Hala kimseye anlatamadıklarım varmış. Hala korkularım. Hala incinmekten kaçışlarım, gözyaşlarım.
Çizgi filmlerden kalma ışıklarım varmış bir anda ortaya çıkan. Bir anda farkedilen cümlelere karşı hassasmışım meğer.
Oturduğun yerden kalkıp, bana senaryolar yazmaktan vazgeçip, koşar adım ayaklarımı durdurmaz mısın?
Sırtıma vur. Çok öksürüyorum. İçimde büyüyen şeyi çıkaramıyorum. Öksüren ordularımı korkut beni değil. İçime yerleşen ağrıyı kaldır yerinden. Kadınlığımı bana bırak. Seni benden sert sessizleri yumuşatarak alsın biri. Bu kadar da hikaye kalınmaz ki!

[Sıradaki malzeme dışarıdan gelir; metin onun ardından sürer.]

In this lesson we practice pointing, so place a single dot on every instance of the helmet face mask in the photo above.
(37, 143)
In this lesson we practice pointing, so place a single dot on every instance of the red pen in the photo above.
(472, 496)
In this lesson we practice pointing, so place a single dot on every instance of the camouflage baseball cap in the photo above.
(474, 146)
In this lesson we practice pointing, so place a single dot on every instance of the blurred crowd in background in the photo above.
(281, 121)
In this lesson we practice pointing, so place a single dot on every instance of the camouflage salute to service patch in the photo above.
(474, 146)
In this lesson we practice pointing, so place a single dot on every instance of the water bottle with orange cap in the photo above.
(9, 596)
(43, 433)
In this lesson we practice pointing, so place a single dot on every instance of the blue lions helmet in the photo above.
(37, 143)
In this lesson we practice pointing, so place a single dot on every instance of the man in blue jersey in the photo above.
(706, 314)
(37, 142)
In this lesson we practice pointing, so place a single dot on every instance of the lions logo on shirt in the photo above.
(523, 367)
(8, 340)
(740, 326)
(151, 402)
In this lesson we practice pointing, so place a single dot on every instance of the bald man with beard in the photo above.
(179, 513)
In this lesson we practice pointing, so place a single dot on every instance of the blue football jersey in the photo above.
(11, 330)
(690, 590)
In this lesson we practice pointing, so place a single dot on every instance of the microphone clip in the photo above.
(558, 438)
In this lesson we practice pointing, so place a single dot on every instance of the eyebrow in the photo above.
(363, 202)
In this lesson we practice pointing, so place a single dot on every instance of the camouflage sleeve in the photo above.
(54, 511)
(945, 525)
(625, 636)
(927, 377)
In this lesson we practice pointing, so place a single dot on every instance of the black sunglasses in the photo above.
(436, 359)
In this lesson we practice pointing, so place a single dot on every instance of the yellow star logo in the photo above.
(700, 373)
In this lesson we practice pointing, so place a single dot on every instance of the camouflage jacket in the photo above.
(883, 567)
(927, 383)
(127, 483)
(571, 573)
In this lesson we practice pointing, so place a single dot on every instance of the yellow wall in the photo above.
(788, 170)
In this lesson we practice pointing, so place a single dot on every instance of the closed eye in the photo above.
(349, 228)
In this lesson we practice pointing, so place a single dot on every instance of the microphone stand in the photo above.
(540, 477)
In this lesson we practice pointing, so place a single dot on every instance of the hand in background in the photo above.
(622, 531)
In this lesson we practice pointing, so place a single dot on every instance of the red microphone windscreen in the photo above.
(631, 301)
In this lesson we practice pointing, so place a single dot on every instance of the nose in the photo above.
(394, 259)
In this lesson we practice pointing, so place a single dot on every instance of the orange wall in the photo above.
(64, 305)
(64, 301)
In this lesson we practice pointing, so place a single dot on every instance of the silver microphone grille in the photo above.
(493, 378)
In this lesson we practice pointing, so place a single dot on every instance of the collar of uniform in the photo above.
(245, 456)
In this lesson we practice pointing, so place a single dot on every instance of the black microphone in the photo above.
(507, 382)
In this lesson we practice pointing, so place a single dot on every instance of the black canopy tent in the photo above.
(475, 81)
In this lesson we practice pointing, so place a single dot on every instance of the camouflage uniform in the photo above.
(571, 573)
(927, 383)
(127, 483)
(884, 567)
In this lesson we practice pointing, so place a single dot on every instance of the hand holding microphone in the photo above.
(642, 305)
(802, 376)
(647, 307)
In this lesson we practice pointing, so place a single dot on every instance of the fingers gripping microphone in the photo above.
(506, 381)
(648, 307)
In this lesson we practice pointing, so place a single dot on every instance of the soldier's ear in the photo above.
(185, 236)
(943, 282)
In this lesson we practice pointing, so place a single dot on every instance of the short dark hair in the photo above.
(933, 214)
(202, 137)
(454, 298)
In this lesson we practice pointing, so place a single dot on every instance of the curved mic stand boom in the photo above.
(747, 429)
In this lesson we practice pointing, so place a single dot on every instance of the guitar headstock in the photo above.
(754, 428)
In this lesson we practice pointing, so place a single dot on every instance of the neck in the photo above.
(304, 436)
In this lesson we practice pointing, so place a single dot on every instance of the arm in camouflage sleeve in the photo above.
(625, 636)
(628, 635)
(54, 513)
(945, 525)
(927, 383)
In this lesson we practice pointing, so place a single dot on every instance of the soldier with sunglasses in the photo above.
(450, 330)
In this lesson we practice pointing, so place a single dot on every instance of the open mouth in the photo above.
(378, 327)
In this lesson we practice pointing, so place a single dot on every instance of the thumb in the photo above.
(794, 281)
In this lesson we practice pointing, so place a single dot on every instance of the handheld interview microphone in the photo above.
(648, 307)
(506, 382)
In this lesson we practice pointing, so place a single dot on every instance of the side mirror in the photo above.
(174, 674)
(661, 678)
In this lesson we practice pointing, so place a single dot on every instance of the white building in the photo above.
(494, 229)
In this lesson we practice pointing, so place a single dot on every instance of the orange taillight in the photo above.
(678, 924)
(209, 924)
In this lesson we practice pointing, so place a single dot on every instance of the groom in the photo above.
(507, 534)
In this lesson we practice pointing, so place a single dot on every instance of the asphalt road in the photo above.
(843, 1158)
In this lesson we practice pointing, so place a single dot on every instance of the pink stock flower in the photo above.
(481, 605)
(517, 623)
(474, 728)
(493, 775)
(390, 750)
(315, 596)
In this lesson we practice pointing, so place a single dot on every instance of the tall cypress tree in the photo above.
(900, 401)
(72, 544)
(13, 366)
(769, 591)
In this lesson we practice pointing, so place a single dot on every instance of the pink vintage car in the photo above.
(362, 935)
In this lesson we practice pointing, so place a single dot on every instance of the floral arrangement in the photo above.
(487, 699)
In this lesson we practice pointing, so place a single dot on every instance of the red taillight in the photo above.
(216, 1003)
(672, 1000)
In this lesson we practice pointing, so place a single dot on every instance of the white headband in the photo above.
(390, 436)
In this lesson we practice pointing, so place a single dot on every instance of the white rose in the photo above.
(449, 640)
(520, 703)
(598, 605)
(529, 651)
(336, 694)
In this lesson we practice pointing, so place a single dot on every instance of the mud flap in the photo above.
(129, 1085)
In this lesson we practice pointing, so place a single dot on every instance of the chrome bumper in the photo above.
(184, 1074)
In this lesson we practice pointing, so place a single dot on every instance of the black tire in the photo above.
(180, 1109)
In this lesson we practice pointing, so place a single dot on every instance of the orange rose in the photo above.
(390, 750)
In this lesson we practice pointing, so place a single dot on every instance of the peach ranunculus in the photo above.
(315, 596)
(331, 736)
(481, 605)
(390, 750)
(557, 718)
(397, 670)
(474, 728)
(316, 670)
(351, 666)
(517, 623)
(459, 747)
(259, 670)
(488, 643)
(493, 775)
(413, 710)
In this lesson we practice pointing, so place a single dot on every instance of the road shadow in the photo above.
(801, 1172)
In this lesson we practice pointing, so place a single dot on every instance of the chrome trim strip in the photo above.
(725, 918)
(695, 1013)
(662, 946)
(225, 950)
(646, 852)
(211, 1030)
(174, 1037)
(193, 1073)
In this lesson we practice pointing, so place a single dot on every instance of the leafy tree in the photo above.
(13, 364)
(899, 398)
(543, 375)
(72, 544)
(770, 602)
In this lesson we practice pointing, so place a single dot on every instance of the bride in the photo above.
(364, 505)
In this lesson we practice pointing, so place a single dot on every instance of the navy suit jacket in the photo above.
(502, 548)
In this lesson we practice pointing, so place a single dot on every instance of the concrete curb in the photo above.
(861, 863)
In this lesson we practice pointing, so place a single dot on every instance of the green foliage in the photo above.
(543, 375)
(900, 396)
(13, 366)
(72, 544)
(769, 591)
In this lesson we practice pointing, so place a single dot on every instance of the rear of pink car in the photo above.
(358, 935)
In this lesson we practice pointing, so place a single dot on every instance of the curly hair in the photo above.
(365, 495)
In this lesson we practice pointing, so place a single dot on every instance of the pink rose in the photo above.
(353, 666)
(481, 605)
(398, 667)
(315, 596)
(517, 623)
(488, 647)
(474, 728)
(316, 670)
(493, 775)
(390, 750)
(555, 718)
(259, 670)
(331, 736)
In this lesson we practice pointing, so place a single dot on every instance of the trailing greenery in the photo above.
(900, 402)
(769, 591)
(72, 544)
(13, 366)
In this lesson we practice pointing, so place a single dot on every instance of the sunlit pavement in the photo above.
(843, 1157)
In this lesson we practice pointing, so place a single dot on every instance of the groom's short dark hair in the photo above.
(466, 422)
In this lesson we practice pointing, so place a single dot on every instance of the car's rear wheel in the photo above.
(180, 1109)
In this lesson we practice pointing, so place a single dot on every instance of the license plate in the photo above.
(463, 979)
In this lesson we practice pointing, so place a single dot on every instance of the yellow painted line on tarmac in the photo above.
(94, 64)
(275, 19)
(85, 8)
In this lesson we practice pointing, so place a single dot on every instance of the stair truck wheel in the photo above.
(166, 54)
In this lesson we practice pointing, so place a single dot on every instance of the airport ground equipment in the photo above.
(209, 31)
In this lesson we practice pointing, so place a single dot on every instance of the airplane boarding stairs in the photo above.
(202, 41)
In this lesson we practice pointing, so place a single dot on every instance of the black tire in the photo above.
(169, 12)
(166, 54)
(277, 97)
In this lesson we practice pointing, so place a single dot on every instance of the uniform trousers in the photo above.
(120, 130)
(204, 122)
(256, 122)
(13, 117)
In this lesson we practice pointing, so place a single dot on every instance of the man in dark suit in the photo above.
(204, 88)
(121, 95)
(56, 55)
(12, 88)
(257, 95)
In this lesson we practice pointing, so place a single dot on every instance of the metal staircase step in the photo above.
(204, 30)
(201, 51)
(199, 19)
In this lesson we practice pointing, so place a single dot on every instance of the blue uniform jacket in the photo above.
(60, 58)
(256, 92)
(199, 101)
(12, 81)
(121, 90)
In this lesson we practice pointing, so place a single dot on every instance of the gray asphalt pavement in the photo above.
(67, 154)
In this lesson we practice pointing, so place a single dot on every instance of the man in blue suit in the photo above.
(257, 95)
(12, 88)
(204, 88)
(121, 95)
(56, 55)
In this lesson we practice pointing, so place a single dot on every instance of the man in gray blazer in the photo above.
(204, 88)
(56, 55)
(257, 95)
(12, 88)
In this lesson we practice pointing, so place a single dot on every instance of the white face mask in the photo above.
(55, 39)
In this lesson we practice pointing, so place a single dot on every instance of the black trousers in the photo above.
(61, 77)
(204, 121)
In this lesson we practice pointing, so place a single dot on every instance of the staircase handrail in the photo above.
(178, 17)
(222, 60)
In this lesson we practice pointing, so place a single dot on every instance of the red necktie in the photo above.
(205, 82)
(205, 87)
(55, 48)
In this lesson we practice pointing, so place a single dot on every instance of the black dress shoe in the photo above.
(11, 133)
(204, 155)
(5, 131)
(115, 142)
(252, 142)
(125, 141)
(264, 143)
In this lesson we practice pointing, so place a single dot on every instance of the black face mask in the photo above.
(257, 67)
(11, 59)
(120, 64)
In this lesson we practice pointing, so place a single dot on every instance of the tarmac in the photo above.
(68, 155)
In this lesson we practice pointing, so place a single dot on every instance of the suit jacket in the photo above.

O zaman dinle şimdi, hatırla. Hatırlarken ağzının sadece bir kenarıyla gülümse.
Gündüzü uyutmalı
Geceyi büyütmeli
Gündüzün koynunda geceye bi güzel küfretmeli.
Tahterevalliden bozma! Aşk, hayat...
Dalgalar vurduğunda içimdeki tanrıçaya, kıyıda bi sandal olmalı içinde içimi taşıyan... Değiştirmez zamanı bana dipsiz bir kuyudan çıkardığın petrol. Kaynak olsan ne yazar kayıp pusula seni!